Not the Way to Santa Fe


Canadian tobacco company Rothmans Inc., caught in a bidding war with R.J. Reynolds Tobacco Holdings Inc. for a small New Mexican cigarette maker, said it doesn't plan to increase its offer for Santa Fe Natural Tobacco Co.

But Rothmans, which started the bidding for privately-held Santa Fe Natural in September, said it expects to receive an $11 million termination fee if R.J. Reynolds prevails. "At present, Rothmans does not contemplate increasing the value of its enhanced offer announced on Nov. 30," the cigarette maker said in a statement.

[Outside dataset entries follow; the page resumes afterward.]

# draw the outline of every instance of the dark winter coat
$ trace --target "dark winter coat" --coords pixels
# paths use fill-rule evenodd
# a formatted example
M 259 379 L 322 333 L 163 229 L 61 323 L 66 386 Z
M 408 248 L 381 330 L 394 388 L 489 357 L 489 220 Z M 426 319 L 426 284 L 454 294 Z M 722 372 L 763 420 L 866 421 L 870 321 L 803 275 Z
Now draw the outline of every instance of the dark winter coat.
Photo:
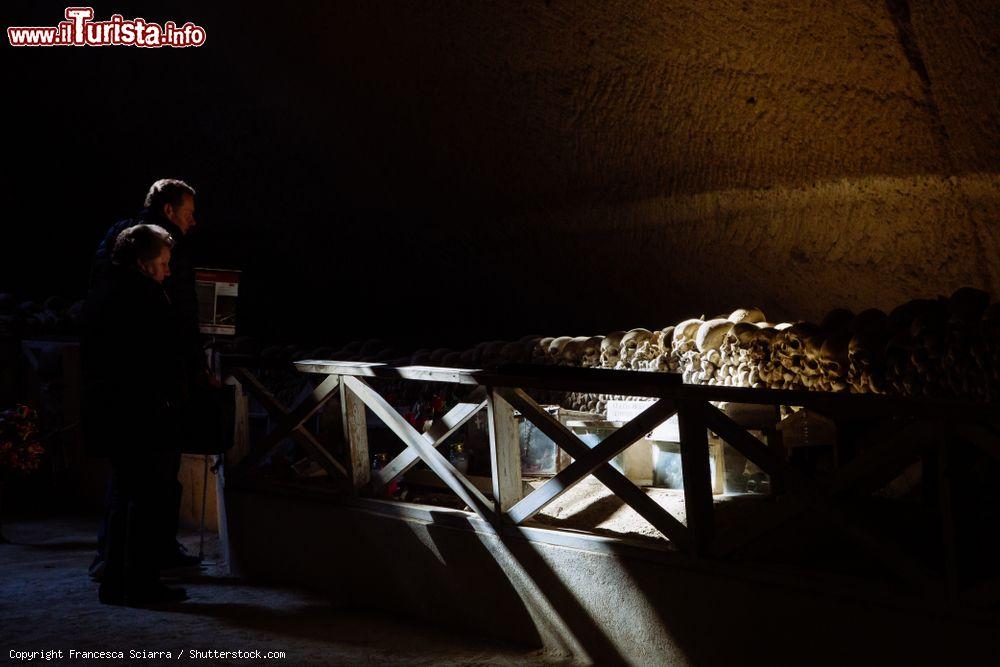
M 83 426 L 91 455 L 166 448 L 170 411 L 187 393 L 175 314 L 162 286 L 109 264 L 83 313 Z
M 174 247 L 170 255 L 170 276 L 163 282 L 163 289 L 170 298 L 174 312 L 174 332 L 178 337 L 178 345 L 183 351 L 185 372 L 193 381 L 205 367 L 205 357 L 202 353 L 201 334 L 198 330 L 198 297 L 195 289 L 194 257 L 191 253 L 189 239 L 177 225 L 161 215 L 156 215 L 143 209 L 135 218 L 121 220 L 107 231 L 94 255 L 90 283 L 93 289 L 97 281 L 107 276 L 111 264 L 111 251 L 115 239 L 124 230 L 139 224 L 159 225 L 174 239 Z

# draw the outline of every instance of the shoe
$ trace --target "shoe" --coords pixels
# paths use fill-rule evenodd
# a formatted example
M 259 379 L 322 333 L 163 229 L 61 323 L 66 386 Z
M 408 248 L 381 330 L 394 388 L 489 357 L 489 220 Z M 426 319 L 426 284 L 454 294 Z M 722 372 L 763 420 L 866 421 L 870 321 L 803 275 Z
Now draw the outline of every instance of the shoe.
M 158 604 L 183 602 L 188 599 L 183 588 L 165 586 L 160 582 L 148 584 L 141 588 L 132 588 L 125 594 L 125 604 L 129 607 L 148 607 Z
M 161 554 L 156 565 L 161 570 L 172 570 L 178 567 L 201 565 L 201 559 L 197 556 L 192 556 L 187 552 L 187 549 L 178 544 L 176 549 Z

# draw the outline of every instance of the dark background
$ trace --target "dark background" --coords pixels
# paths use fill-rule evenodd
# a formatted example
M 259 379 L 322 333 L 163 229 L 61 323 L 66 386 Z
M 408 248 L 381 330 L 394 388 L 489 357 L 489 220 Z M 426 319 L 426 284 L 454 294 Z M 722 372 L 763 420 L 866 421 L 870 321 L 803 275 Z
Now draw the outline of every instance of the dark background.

Earlier this week, RJR raised its offer for Santa Fe Natural to $340 million in cash from $320 million. The revised RJR bid for Santa Fe Natural, maker of additive-free American Spirit cigarettes, came after Rothmans increased its offer of cash, stock and other securities last Friday to $353.7 million from its initial bid of $275 million, according to the Associated Press.

Santa Fe's board of directors has said it plans to withdraw its support for the Rothmans transaction and recommend the RJR deal to shareholders.

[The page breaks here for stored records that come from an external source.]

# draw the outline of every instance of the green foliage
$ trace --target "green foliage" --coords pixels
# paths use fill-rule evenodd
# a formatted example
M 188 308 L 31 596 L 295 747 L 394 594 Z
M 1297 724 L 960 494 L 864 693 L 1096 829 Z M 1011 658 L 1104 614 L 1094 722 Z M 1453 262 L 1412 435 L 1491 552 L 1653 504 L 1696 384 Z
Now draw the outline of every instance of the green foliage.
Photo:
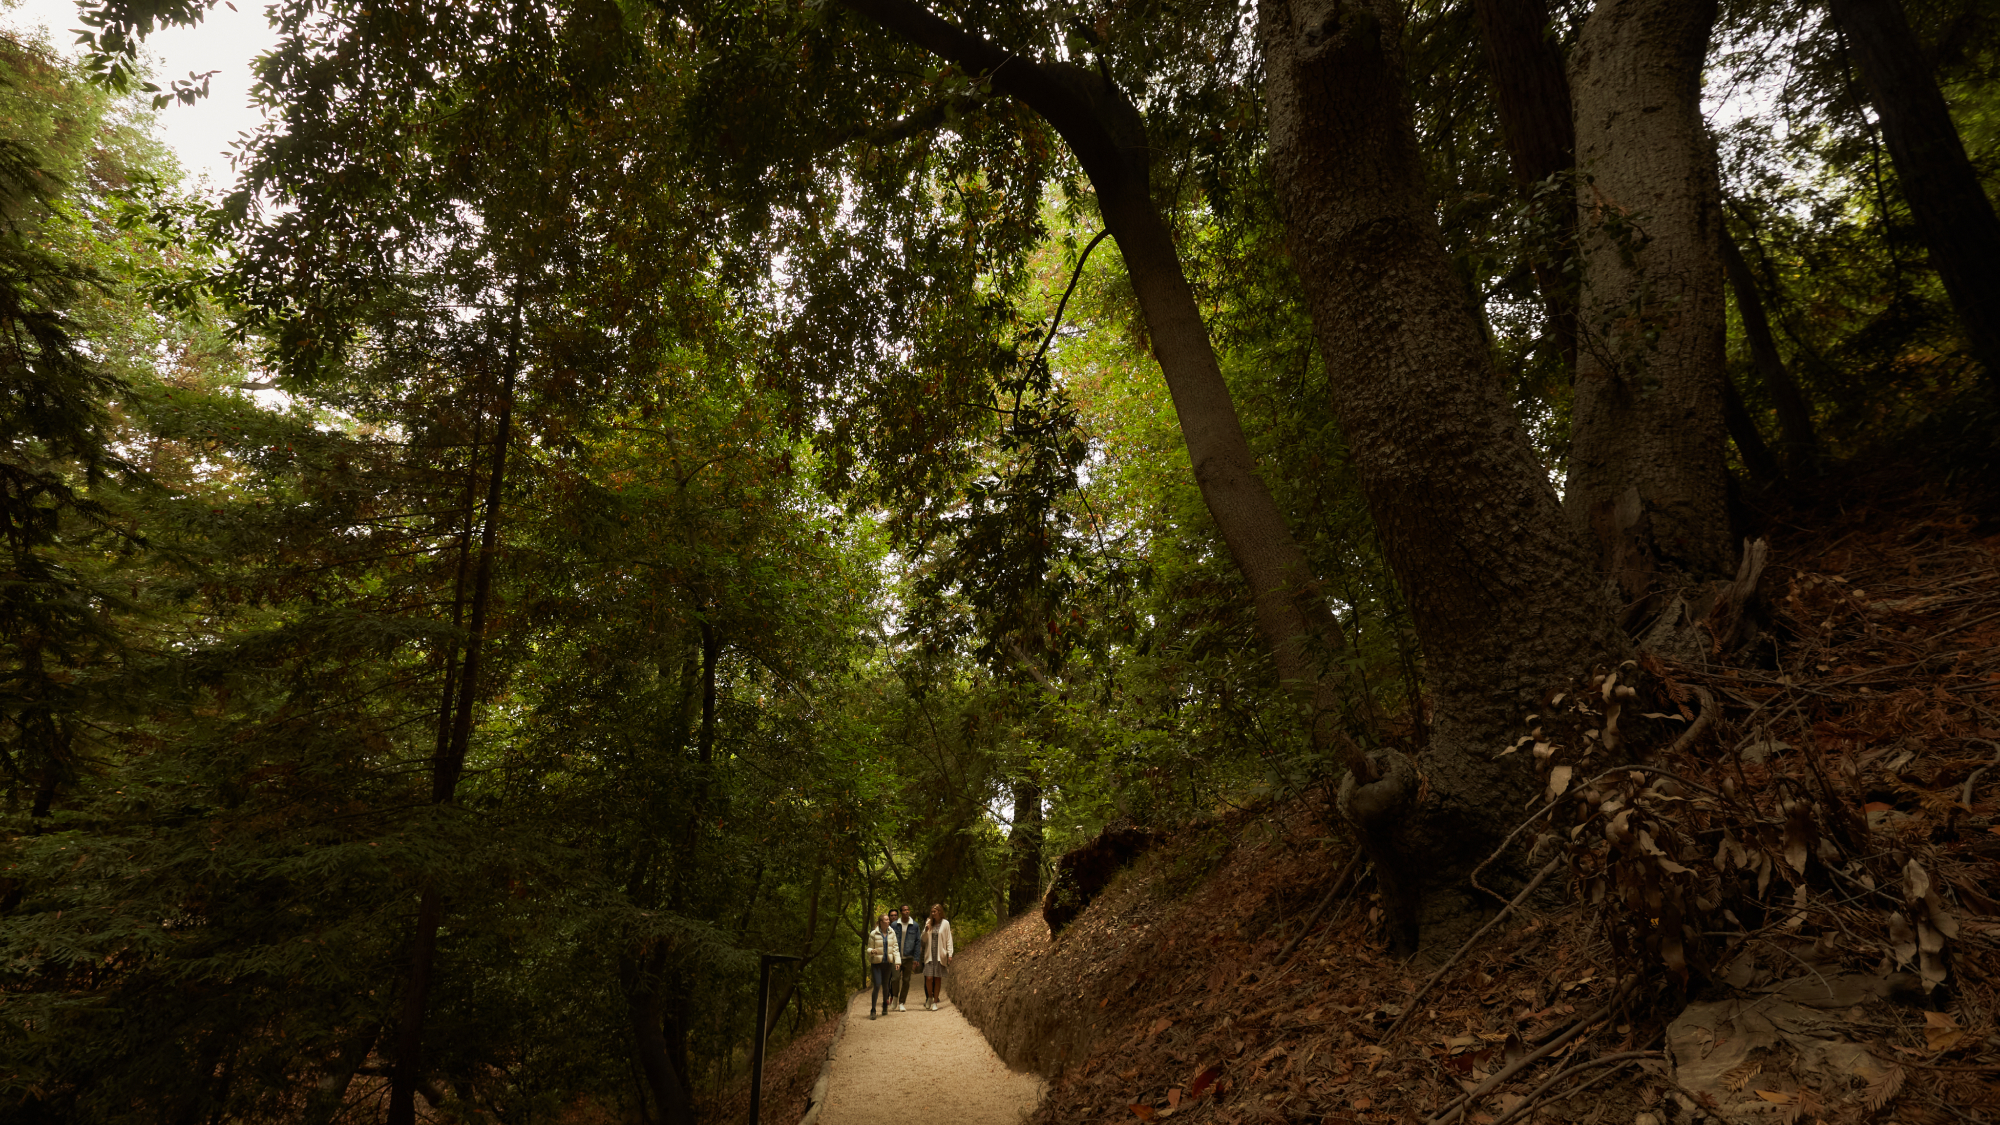
M 756 953 L 808 958 L 782 1037 L 844 1003 L 886 906 L 968 941 L 1019 863 L 1340 768 L 1277 692 L 1115 245 L 1083 260 L 1080 170 L 979 76 L 837 5 L 285 4 L 211 209 L 146 133 L 193 91 L 132 53 L 202 10 L 95 7 L 100 85 L 0 42 L 8 1120 L 361 1119 L 426 894 L 449 1112 L 665 1116 L 635 1027 L 714 1097 Z M 1412 12 L 1431 202 L 1554 471 L 1528 263 L 1570 256 L 1569 186 L 1509 177 L 1469 8 Z M 1923 12 L 1990 171 L 1990 27 Z M 1967 385 L 1949 310 L 1818 9 L 1731 13 L 1719 67 L 1790 67 L 1720 138 L 1732 230 L 1838 450 L 1893 440 Z M 1244 13 L 951 14 L 1147 107 L 1345 705 L 1420 749 Z M 1189 888 L 1226 846 L 1147 862 Z

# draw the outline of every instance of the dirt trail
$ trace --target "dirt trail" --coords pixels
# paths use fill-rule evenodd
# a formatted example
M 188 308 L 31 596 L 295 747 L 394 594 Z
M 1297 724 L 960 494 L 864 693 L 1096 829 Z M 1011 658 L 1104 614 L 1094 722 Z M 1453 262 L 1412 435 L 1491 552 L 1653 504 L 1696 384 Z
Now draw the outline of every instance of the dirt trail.
M 1041 1104 L 1044 1084 L 1007 1069 L 986 1037 L 947 997 L 935 1012 L 910 1010 L 868 1018 L 868 994 L 847 1005 L 847 1031 L 827 1074 L 818 1125 L 880 1125 L 914 1114 L 952 1125 L 1019 1125 Z

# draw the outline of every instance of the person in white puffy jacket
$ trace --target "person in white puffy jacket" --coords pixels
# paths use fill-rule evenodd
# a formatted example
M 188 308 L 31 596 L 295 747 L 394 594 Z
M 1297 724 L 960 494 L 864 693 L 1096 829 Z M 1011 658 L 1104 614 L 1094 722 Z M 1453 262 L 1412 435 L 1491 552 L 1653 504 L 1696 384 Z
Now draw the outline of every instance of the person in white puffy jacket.
M 882 1014 L 889 1014 L 889 1005 L 896 999 L 896 970 L 903 963 L 903 955 L 897 948 L 895 932 L 889 929 L 889 916 L 877 915 L 875 929 L 868 934 L 868 977 L 872 984 L 868 991 L 868 1018 L 875 1018 L 875 1001 L 882 1001 Z
M 924 958 L 924 1007 L 935 1012 L 944 999 L 944 971 L 951 965 L 951 923 L 944 920 L 943 903 L 931 904 L 930 921 L 918 941 Z

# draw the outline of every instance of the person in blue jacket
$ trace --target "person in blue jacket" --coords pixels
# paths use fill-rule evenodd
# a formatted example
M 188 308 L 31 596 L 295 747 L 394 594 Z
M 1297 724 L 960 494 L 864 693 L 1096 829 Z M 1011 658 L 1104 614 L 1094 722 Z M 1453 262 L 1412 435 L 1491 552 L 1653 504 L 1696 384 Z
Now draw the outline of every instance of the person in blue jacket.
M 901 917 L 891 919 L 889 928 L 896 931 L 898 950 L 903 955 L 902 983 L 896 989 L 896 1010 L 908 1011 L 904 1005 L 910 1001 L 910 977 L 923 969 L 922 952 L 923 923 L 910 916 L 910 904 L 903 904 Z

RJR's offer includes terms from the original agreement: Santa Fe Natural would continue to operate from its Santa Fe, N.M., headquarters as a wholly owned, independent subsidiary of RJR, which operates the second biggest U.S. tobacco company with brands like Winston and Camel.

Rothmans had said its original deal with Santa Fe in September requires the New Mexico-based company to pay a breakup fee of $3 million if it chooses another offer. But in its statement, the Canadian company quoted a breakup fee of $11 million in two installments -- $3 million at the breakup date and $8 million later, the report said.